Accused: Aaron Brady (pictured) denies murdering Detective Garda Adrian Donohoe at a credit union in Co Louth in 2013. Photo: Ciara Wilkinson

The Central Criminal Court heard that Bernadette McShane had worked at the Lordship credit union for around 25 years at the time of the incident.

The witness told the court that she arrived in work at around 4.45pm that day, and carried out her routine roles.

Later at 9.25pm Ms McShane locked up the credit union with her co-worker Pat Bellew after a colleague from the Cooley branch arrived with an armed garda escort.

She said she turned off the car park lights and set the alarm and that Mr Bellew left with a dark-coloured AIB bag, walking towards his Mazada car.

Ms McShane said she got into her red Nissan Micra, parked near the credit union door beside the front wall of the car park, but didn't start her car up straight away as she wanted the detectives to realise it was Mr Bellew who they were following as part of the escort that evening. This, the court heard previously, was a weekly occurrence for the takings from four credit unions on the Carlingford Peninsula to be escorted to Dundalk.

She told prosecuting counsel Dean Kelly BL that through her rear view mirror she saw Mr Bellew reverse his car, and she then started the engine of her own vehicle.

The witness told the court that she then heard what she described as two loud bangs and initially thought they were fireworks. Ms McShane turned to look towards the other cars in the car park and saw men running to her right hand side.

"The first thing I saw was one of the detectives falling to the ground" the witness said, adding that she initially believed it was a ducking reaction from the bangs. Ms McShane said she wasn't used to gunshots, but when the detective "fell to the ground and didn't move" she realised that it was a gunshot she heard and not a firework.

After this, the witness said, an individual running towards her. The witness became emotional recalling the robbery and wiped away tears.

Ms McShane said that when she saw the man running towards her she thought he was coming "to kill me because I'd seen too much". This individual smashed her driver side window and demanded money.

She told the court that the man said "give me the money, give me the f***ing money" and that Ms McShane replied "I haven't got any, somebody else has it."

The court heard he then told her to "drop the glove compartment", which she did, but that there was nothing inside.

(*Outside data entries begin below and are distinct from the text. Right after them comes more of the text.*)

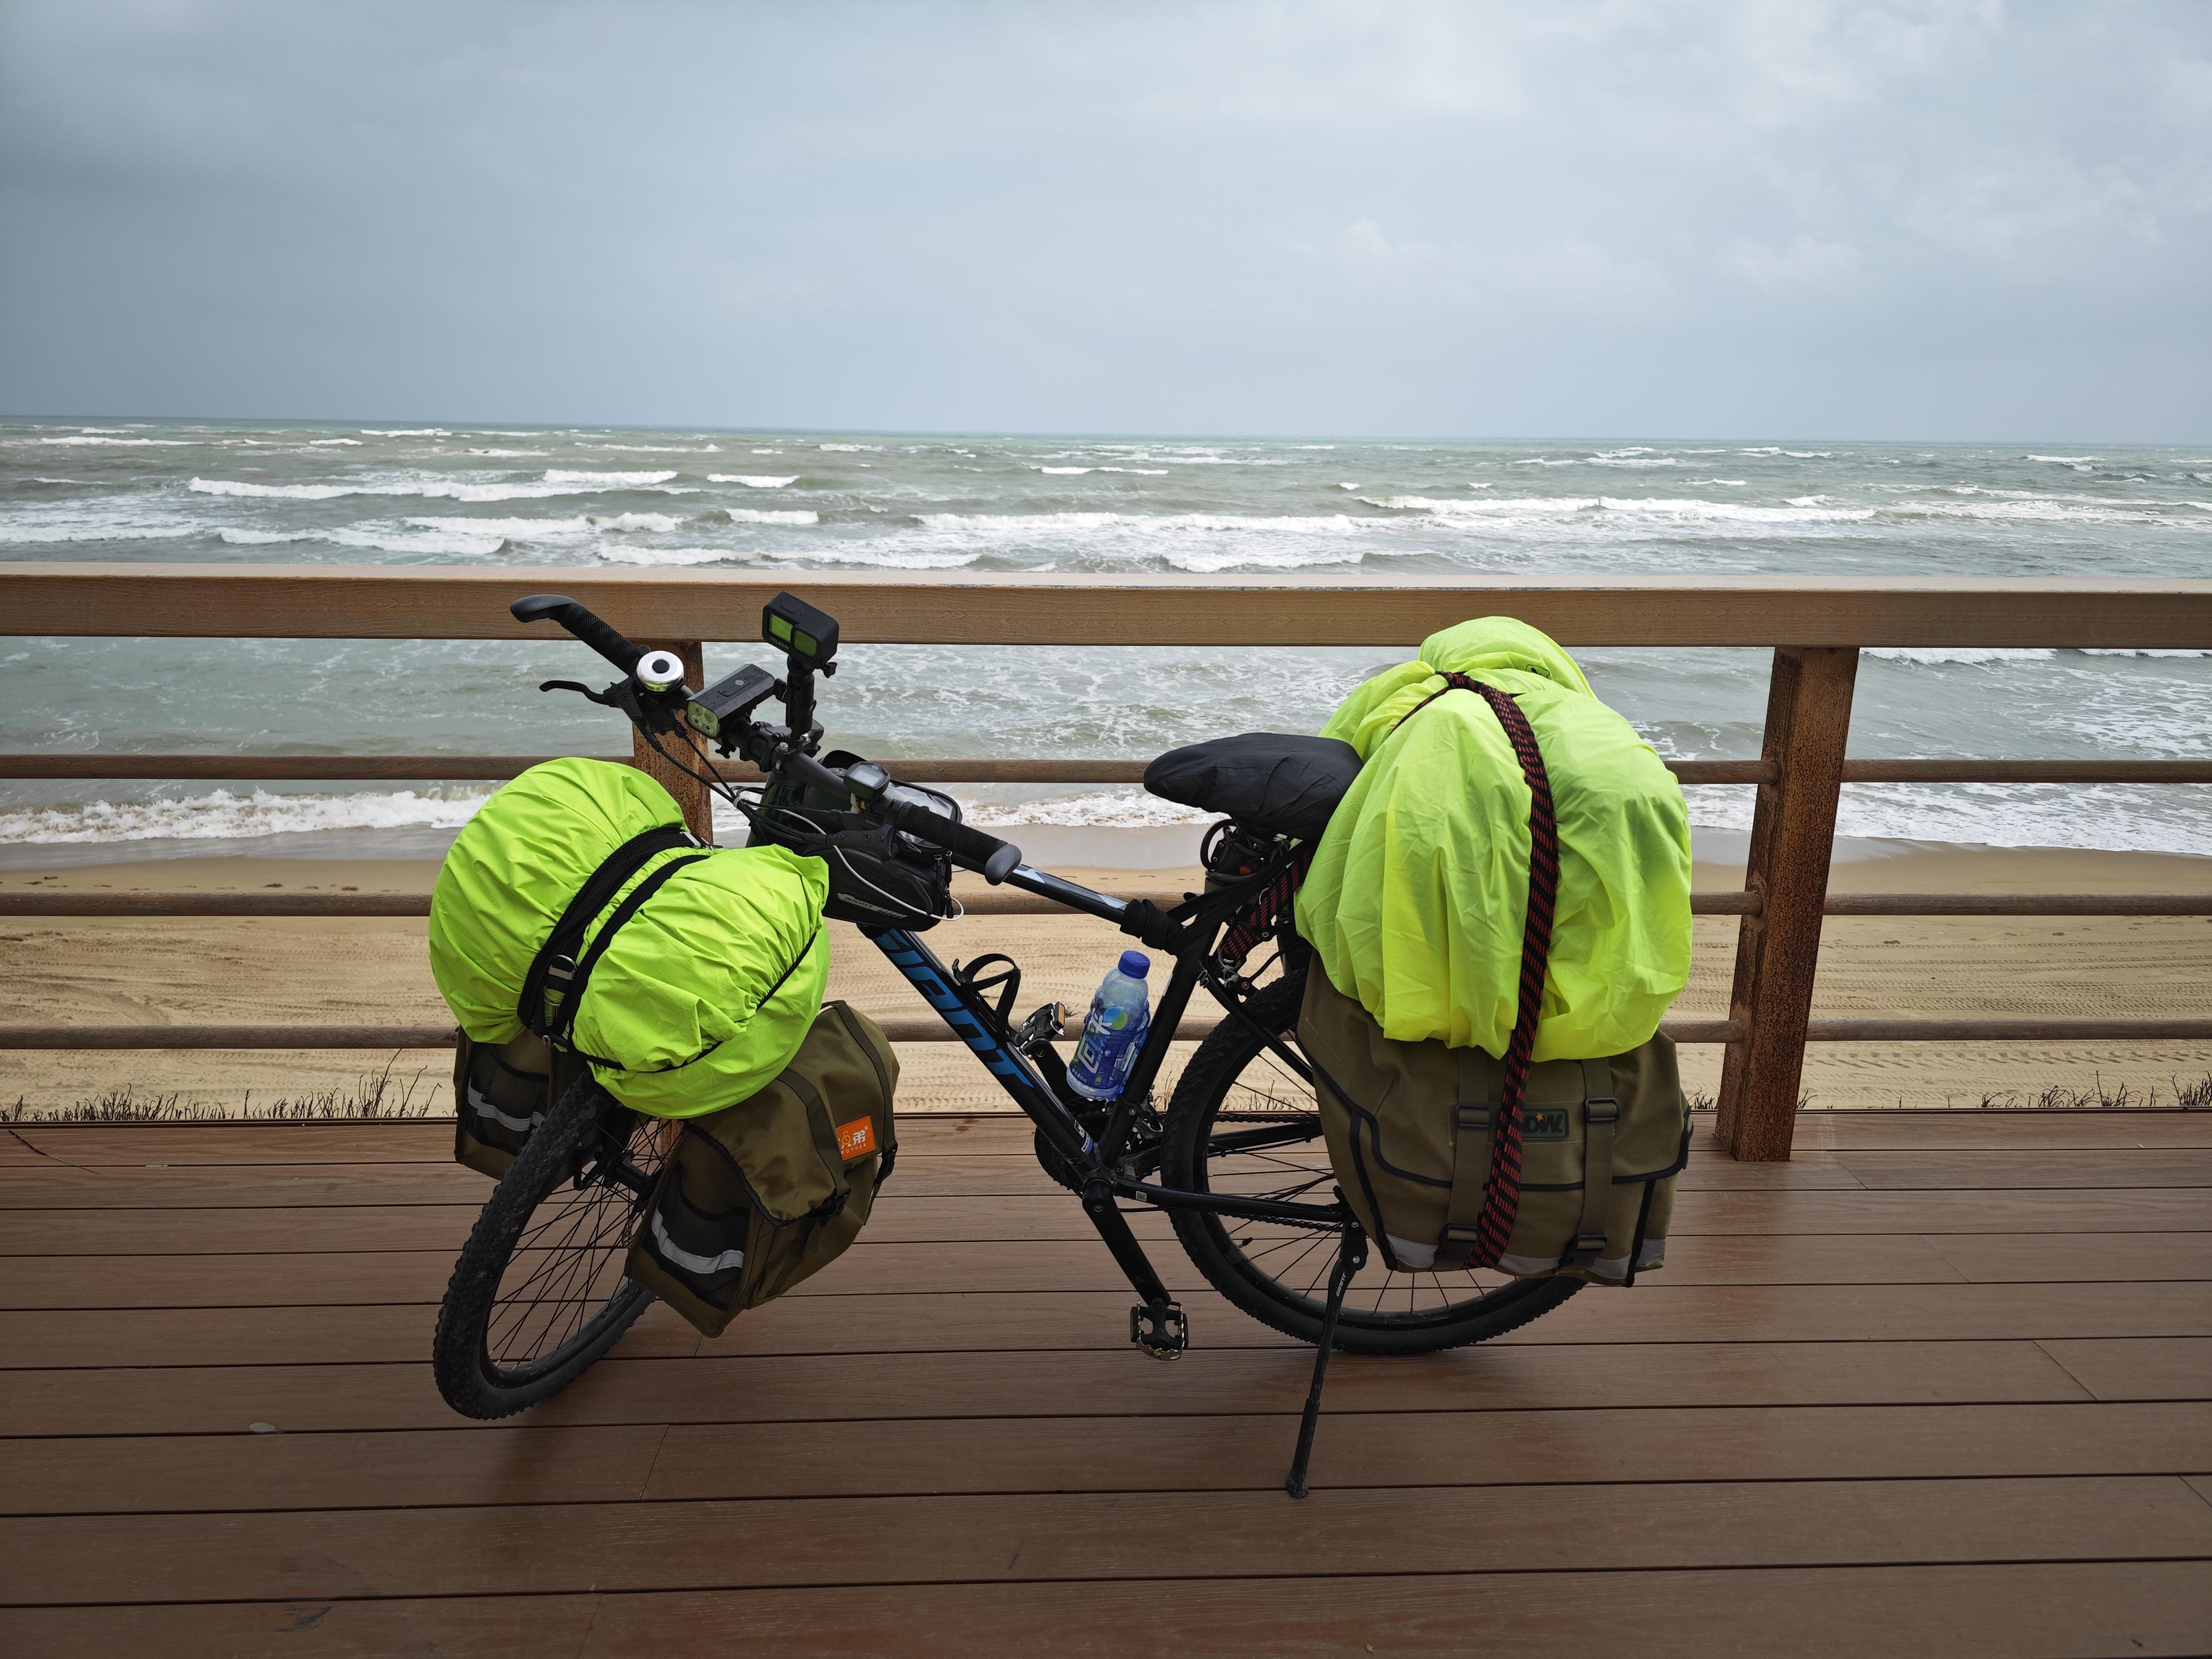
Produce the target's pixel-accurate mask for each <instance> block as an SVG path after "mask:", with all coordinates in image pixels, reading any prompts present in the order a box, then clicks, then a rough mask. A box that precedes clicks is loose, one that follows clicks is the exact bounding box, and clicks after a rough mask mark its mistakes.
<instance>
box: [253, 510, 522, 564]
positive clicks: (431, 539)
mask: <svg viewBox="0 0 2212 1659" xmlns="http://www.w3.org/2000/svg"><path fill="white" fill-rule="evenodd" d="M414 522H418V520H409V524H414ZM451 522H456V524H465V522H467V520H451ZM217 535H219V538H221V540H223V542H228V544H232V546H274V544H283V542H327V544H330V546H358V549H372V551H376V553H422V555H431V557H436V555H460V557H471V560H476V557H484V555H489V553H498V551H500V549H502V546H507V538H502V535H487V533H482V531H453V529H434V531H420V529H416V531H409V529H400V526H396V524H347V526H343V529H321V531H248V529H234V526H232V529H223V531H217Z"/></svg>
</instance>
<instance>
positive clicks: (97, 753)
mask: <svg viewBox="0 0 2212 1659" xmlns="http://www.w3.org/2000/svg"><path fill="white" fill-rule="evenodd" d="M551 759H555V757H553V754H131V752H124V750H95V752H88V754H84V752H80V754H38V752H24V754H0V779H80V781H82V779H91V781H100V779H212V781H237V783H367V781H385V783H491V781H498V779H511V776H518V774H522V772H529V770H531V768H533V765H542V763H544V761H551ZM593 759H599V761H628V759H630V757H628V754H599V757H593ZM883 763H885V765H887V768H891V772H896V774H898V776H902V779H907V781H909V783H1141V781H1144V765H1146V763H1144V761H1119V759H1108V757H1097V759H1086V761H1044V759H1029V757H1013V759H984V757H958V754H956V757H889V759H885V761H883ZM1666 765H1668V770H1670V772H1672V774H1674V776H1677V779H1679V781H1681V783H1774V781H1776V779H1778V776H1781V772H1778V770H1776V768H1774V763H1772V761H1668V763H1666ZM717 770H719V772H721V776H726V779H730V781H732V783H759V781H761V774H759V770H757V768H750V765H745V763H743V761H721V763H719V765H717ZM1843 781H1845V783H2212V761H1845V763H1843Z"/></svg>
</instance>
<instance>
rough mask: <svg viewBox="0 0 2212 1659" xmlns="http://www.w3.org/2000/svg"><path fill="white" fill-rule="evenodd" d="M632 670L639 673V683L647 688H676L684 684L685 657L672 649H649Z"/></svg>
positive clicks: (649, 689) (667, 689)
mask: <svg viewBox="0 0 2212 1659" xmlns="http://www.w3.org/2000/svg"><path fill="white" fill-rule="evenodd" d="M630 672H633V675H637V684H639V686H644V688H646V690H653V692H664V690H675V688H677V686H681V684H684V659H681V657H679V655H675V653H672V650H648V653H646V655H644V657H639V659H637V668H633V670H630Z"/></svg>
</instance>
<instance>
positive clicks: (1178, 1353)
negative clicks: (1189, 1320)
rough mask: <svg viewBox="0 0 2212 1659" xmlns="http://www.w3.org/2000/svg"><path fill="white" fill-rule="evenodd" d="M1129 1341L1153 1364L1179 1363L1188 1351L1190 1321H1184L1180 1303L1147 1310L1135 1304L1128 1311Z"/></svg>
mask: <svg viewBox="0 0 2212 1659" xmlns="http://www.w3.org/2000/svg"><path fill="white" fill-rule="evenodd" d="M1128 1340H1133V1343H1135V1345H1137V1347H1141V1349H1144V1352H1146V1354H1150V1356H1152V1358H1155V1360H1179V1358H1183V1349H1188V1347H1190V1321H1186V1318H1183V1305H1181V1303H1161V1305H1159V1307H1150V1305H1146V1303H1137V1305H1135V1307H1130V1310H1128Z"/></svg>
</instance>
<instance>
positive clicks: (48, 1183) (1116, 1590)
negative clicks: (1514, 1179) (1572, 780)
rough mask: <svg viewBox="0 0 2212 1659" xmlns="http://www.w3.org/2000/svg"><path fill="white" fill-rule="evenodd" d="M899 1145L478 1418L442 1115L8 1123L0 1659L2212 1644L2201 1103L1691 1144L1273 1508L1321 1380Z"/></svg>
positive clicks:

He then demanded her handbag which she handed over.

Ms McShane said she then heard someone shout 'are you right there lads' and the witness said the men then all left at the same time, with the male at her car jumping the car park wall out on to the main road.

The volunteer employee said she did not know where that shout came from, but described what she thought was a walkie talkie being carried by the man at her car.

The witness said she was afraid to look at this individual because she was in fear that if she "took in to much" that he was going to kill her.

She agreed with Mr Kelly that the man was holding this object close to his body, and that the device had what she thought was an aerial.

Ms McShane described this individual as "on the bulky side" and wearing dark clothes, but said she was not able to described his accent apart from saying that it wasn't a strong Norther Ireland accent.

The court heard the man who shouted 'are you right there lads' had a different accent to the male who robbed her handbag.

She then noticed a car speed off after the men had left the car park.

The witness will continue giving evidence this afternoon.